Key to how the game works, it was included in the first ever codified laws of the game in 1863 - albeit not in its current form.
Indeed, offside has evolved over time and despite popular misconceptions, it is actually quite easy to understand. Here is everything you need to know about Law 11 of the beautiful game.
What is offside?
An offside position
As per the laws of the game, a player is in an offside position if:
- any part of the head, body or feet is in the opponents’ half (excluding the halfway line) and
- any part of the head, body or feet is nearer to the opponents’ goal line than both the ball and the second-last opponent, including the goalkeeper
The hands and arms the attacking player are not considered in offside decisions as you cannot score a legal with these body parts.
A player who is level with the second-last opponent is not in an offside position.
Players are allowed to be in an offside position during a game. They will only be committing an offside offence if you receive the ball from a teammate or are deemed to be 'interfering with play'.

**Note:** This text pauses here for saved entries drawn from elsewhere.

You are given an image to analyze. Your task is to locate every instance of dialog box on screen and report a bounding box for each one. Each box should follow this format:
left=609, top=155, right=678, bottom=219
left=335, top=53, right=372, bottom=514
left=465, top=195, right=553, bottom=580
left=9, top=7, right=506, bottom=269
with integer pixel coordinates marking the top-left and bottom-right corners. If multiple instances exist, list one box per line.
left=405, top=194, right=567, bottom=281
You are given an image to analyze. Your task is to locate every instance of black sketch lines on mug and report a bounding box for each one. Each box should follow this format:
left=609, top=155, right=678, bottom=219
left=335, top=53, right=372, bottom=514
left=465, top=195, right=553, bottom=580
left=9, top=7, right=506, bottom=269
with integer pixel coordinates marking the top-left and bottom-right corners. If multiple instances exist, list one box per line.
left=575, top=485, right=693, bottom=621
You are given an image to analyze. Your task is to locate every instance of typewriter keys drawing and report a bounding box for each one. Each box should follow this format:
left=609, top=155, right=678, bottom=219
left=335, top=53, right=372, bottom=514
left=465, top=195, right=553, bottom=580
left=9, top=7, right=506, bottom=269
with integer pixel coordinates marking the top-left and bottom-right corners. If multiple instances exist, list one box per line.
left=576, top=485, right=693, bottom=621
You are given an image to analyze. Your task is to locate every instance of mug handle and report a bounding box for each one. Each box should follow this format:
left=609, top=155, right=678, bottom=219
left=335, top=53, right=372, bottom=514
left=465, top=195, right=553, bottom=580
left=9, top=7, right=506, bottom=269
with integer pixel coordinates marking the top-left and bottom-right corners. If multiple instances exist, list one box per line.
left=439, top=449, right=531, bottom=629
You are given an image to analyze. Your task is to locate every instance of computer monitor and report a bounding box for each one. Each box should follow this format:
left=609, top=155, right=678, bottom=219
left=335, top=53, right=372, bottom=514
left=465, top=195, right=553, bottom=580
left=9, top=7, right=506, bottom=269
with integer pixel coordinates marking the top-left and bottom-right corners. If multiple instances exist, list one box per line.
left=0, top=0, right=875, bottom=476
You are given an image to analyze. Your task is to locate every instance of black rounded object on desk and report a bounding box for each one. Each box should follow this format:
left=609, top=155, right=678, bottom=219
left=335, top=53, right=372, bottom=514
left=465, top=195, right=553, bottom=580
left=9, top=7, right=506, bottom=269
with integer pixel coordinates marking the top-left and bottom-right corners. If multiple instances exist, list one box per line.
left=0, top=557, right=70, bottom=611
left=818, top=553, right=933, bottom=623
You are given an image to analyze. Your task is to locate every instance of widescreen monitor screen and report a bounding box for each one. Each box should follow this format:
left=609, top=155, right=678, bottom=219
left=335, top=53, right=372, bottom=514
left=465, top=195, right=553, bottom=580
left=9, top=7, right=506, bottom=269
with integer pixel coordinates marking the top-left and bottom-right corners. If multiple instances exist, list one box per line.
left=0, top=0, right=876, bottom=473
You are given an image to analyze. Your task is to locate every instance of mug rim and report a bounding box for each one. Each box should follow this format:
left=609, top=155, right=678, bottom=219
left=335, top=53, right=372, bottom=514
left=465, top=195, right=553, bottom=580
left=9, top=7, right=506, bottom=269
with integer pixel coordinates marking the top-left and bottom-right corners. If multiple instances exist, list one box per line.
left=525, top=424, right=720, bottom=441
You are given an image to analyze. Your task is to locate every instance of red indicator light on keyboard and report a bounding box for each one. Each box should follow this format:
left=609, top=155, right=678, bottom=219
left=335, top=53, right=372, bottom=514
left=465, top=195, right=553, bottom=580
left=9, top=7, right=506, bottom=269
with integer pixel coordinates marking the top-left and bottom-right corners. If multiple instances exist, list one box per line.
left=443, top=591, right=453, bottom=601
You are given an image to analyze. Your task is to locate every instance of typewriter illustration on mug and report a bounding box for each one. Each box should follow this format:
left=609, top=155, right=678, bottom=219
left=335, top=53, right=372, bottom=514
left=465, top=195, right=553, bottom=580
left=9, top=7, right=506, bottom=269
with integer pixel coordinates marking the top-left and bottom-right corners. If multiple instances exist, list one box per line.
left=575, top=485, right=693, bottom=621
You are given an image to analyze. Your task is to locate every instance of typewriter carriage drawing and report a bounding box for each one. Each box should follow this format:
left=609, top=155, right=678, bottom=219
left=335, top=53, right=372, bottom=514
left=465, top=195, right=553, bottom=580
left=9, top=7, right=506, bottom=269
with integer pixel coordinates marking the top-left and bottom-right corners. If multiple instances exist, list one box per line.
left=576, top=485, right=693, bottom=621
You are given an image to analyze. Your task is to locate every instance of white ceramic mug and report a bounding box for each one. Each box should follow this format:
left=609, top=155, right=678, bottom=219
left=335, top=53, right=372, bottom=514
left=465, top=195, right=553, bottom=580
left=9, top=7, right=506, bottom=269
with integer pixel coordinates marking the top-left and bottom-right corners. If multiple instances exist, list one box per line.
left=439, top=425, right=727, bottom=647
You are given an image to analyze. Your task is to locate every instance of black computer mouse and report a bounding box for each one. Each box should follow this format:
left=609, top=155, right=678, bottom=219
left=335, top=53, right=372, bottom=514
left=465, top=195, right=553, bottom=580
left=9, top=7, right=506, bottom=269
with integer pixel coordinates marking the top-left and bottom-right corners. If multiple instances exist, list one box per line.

The laws of the game define the latter as the following:
- preventing an opponent from playing or being able to play the ball by clearly obstructing the opponent’s line of vision
- challenging an opponent for the ball
- clearly attempting to play a ball which is close when this action impacts on an opponent
- making an obvious action which clearly impacts on the ability of an opponent to play the ball
In addition, an offside offence has also been committed if a player is:
- gaining an advantage by playing the ball or interfering with an opponent when it has rebounded or been deflected off the goalpost, crossbar or an opponent OR been deliberately saved by any opponent
Offside decisions are determined principally by the assistant referee, though the referee has the power to make the final call.
Since the introduction of VAR, the technology has been increasingly used to determine marginal offsides. Every goal is now checked for offside before being given and goals which are disallowed for the offence can be reviewed as well.
When can you not be offside in football?
The offside does not apply in the following scenarios:
- a goal kick
- a throw-in
- a corner kick
Why is there an offside rule in football?
The offside rule exists to prevent, in layman's terms, 'goal hanging'. If strikers were able to camp out in the opposition penalty area it has the potential to create an unbalanced game.
The offside law is not without its critics, though. Marco van Basten once famously called for it to be scrapped and the rule in its current form has also been criticised by the likes of Arsene Wenger.